When running multiple WebSocket connections — for example, monitoring 20 symbols across spot and futures — use asyncio with websockets library instead of threading. It handles hundreds of concurrent connections with far less memory overhead than threads, and is the standard approach for production trading systems.
The Binance API WebSocket is the foundation of any serious real-time trading system. Whether you're building a price alert bot, a live dashboard, or a fully automated strategy that reacts to order book changes in milliseconds, WebSocket connections are the only practical way to get there. REST polling simply can't compete on latency or efficiency at scale.
Start with the public aggTrade or bookTicker streams — no auth required, immediate feedback, and you'll understand the data structure within minutes. Add reconnection logic before you go anywhere near live money.
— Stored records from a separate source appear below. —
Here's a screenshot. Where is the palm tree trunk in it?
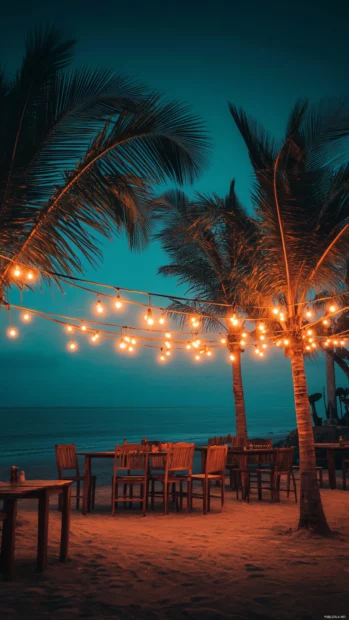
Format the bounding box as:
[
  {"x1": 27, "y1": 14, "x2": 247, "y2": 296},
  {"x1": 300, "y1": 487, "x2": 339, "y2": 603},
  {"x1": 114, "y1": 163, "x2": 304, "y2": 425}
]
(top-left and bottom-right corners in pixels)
[
  {"x1": 229, "y1": 347, "x2": 247, "y2": 439},
  {"x1": 290, "y1": 345, "x2": 330, "y2": 535}
]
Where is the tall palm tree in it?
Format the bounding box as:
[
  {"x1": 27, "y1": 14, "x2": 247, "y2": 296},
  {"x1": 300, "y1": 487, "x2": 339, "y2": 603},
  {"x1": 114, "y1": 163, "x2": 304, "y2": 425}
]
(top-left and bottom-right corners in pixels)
[
  {"x1": 156, "y1": 182, "x2": 256, "y2": 439},
  {"x1": 230, "y1": 98, "x2": 349, "y2": 534},
  {"x1": 0, "y1": 27, "x2": 208, "y2": 289}
]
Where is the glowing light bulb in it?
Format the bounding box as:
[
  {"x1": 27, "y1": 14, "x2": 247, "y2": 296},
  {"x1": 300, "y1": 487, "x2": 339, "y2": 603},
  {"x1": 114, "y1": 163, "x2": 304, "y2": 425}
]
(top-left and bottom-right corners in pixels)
[
  {"x1": 144, "y1": 308, "x2": 154, "y2": 325},
  {"x1": 230, "y1": 314, "x2": 239, "y2": 327},
  {"x1": 96, "y1": 299, "x2": 104, "y2": 314},
  {"x1": 7, "y1": 325, "x2": 19, "y2": 338}
]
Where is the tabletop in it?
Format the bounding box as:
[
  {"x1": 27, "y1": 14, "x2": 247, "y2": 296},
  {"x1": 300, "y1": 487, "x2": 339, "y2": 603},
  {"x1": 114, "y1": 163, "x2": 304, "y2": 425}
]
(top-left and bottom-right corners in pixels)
[
  {"x1": 0, "y1": 480, "x2": 72, "y2": 497},
  {"x1": 315, "y1": 442, "x2": 349, "y2": 450}
]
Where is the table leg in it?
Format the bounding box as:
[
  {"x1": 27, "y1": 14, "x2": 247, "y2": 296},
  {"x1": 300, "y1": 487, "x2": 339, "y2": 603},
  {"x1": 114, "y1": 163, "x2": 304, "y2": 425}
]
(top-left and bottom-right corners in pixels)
[
  {"x1": 59, "y1": 484, "x2": 71, "y2": 562},
  {"x1": 1, "y1": 499, "x2": 17, "y2": 581},
  {"x1": 327, "y1": 450, "x2": 337, "y2": 489},
  {"x1": 82, "y1": 455, "x2": 91, "y2": 515},
  {"x1": 37, "y1": 489, "x2": 49, "y2": 571}
]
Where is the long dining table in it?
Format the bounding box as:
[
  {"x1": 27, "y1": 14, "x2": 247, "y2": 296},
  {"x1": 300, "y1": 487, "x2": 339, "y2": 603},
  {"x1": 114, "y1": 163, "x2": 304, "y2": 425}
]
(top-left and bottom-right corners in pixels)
[
  {"x1": 0, "y1": 480, "x2": 72, "y2": 580},
  {"x1": 77, "y1": 445, "x2": 277, "y2": 515}
]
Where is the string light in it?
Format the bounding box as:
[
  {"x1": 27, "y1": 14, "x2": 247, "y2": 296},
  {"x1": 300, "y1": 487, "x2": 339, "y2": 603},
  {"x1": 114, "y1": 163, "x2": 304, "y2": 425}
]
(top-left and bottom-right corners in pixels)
[
  {"x1": 7, "y1": 325, "x2": 19, "y2": 338},
  {"x1": 67, "y1": 340, "x2": 78, "y2": 351},
  {"x1": 115, "y1": 293, "x2": 122, "y2": 310},
  {"x1": 96, "y1": 299, "x2": 104, "y2": 314},
  {"x1": 230, "y1": 314, "x2": 239, "y2": 327},
  {"x1": 144, "y1": 308, "x2": 154, "y2": 325}
]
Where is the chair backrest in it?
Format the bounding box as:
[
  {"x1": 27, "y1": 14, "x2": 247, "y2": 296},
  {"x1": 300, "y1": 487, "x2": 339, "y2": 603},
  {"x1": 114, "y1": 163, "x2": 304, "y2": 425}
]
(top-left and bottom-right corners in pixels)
[
  {"x1": 205, "y1": 446, "x2": 228, "y2": 474},
  {"x1": 166, "y1": 442, "x2": 195, "y2": 474},
  {"x1": 55, "y1": 443, "x2": 80, "y2": 479},
  {"x1": 274, "y1": 447, "x2": 294, "y2": 472},
  {"x1": 114, "y1": 444, "x2": 149, "y2": 475},
  {"x1": 247, "y1": 439, "x2": 273, "y2": 448},
  {"x1": 207, "y1": 433, "x2": 232, "y2": 446},
  {"x1": 231, "y1": 437, "x2": 246, "y2": 448}
]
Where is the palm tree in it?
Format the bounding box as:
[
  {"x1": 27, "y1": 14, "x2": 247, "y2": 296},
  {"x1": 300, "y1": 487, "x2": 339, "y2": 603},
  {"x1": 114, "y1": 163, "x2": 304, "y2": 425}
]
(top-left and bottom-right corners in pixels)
[
  {"x1": 0, "y1": 27, "x2": 208, "y2": 289},
  {"x1": 230, "y1": 99, "x2": 349, "y2": 534},
  {"x1": 155, "y1": 182, "x2": 256, "y2": 439}
]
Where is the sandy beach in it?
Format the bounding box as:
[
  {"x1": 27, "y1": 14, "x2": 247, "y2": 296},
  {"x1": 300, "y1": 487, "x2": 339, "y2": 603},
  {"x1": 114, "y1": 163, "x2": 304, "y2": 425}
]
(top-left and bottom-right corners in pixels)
[{"x1": 0, "y1": 480, "x2": 349, "y2": 620}]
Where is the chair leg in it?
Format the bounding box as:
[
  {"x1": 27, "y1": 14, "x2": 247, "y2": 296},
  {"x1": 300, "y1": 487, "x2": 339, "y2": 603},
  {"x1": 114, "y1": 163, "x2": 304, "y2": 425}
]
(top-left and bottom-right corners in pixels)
[
  {"x1": 291, "y1": 471, "x2": 297, "y2": 504},
  {"x1": 91, "y1": 476, "x2": 96, "y2": 508},
  {"x1": 76, "y1": 480, "x2": 80, "y2": 510},
  {"x1": 202, "y1": 479, "x2": 208, "y2": 515},
  {"x1": 141, "y1": 479, "x2": 148, "y2": 517}
]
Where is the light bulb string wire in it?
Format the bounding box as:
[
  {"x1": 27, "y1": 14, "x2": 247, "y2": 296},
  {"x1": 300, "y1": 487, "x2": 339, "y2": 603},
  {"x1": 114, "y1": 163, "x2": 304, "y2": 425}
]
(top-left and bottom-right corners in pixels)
[{"x1": 0, "y1": 254, "x2": 346, "y2": 312}]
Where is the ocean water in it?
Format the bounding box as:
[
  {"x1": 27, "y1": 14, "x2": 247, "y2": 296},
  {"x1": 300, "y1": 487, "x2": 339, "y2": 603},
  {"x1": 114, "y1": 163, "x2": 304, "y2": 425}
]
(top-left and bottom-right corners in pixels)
[{"x1": 0, "y1": 407, "x2": 294, "y2": 480}]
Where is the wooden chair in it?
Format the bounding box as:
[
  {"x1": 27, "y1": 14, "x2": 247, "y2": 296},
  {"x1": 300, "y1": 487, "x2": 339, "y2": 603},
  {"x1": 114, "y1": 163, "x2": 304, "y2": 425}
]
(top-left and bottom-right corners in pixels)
[
  {"x1": 55, "y1": 444, "x2": 97, "y2": 510},
  {"x1": 340, "y1": 441, "x2": 349, "y2": 491},
  {"x1": 207, "y1": 433, "x2": 232, "y2": 446},
  {"x1": 190, "y1": 446, "x2": 228, "y2": 514},
  {"x1": 258, "y1": 448, "x2": 297, "y2": 502},
  {"x1": 112, "y1": 444, "x2": 149, "y2": 517},
  {"x1": 149, "y1": 442, "x2": 195, "y2": 514}
]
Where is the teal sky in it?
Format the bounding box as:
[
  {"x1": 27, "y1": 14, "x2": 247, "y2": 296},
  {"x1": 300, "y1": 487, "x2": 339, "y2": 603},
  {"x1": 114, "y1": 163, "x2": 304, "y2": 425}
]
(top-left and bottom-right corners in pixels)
[{"x1": 0, "y1": 0, "x2": 349, "y2": 422}]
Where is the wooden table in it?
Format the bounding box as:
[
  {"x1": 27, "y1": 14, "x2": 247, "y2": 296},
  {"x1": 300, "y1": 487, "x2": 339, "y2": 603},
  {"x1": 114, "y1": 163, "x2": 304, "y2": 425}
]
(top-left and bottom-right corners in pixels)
[
  {"x1": 195, "y1": 446, "x2": 277, "y2": 500},
  {"x1": 0, "y1": 480, "x2": 72, "y2": 580},
  {"x1": 315, "y1": 443, "x2": 349, "y2": 489},
  {"x1": 77, "y1": 449, "x2": 167, "y2": 515}
]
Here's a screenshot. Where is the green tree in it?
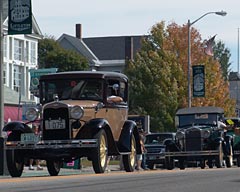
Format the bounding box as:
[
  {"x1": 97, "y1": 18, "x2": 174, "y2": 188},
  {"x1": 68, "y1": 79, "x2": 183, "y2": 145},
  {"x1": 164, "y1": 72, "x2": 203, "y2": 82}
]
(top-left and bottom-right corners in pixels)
[
  {"x1": 213, "y1": 41, "x2": 231, "y2": 80},
  {"x1": 125, "y1": 22, "x2": 235, "y2": 131},
  {"x1": 125, "y1": 22, "x2": 183, "y2": 131},
  {"x1": 38, "y1": 38, "x2": 89, "y2": 72}
]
When you're ready to act on signals rather than just display them, layer in the user data stream to track your own fills in real time. Tools like VoiceOfChain take this further by aggregating real-time feeds across markets to surface actionable trading signals — that's the practical end-state of what you build when you master the WebSocket layer. The infrastructure is simpler than it looks once you have working code in front of you.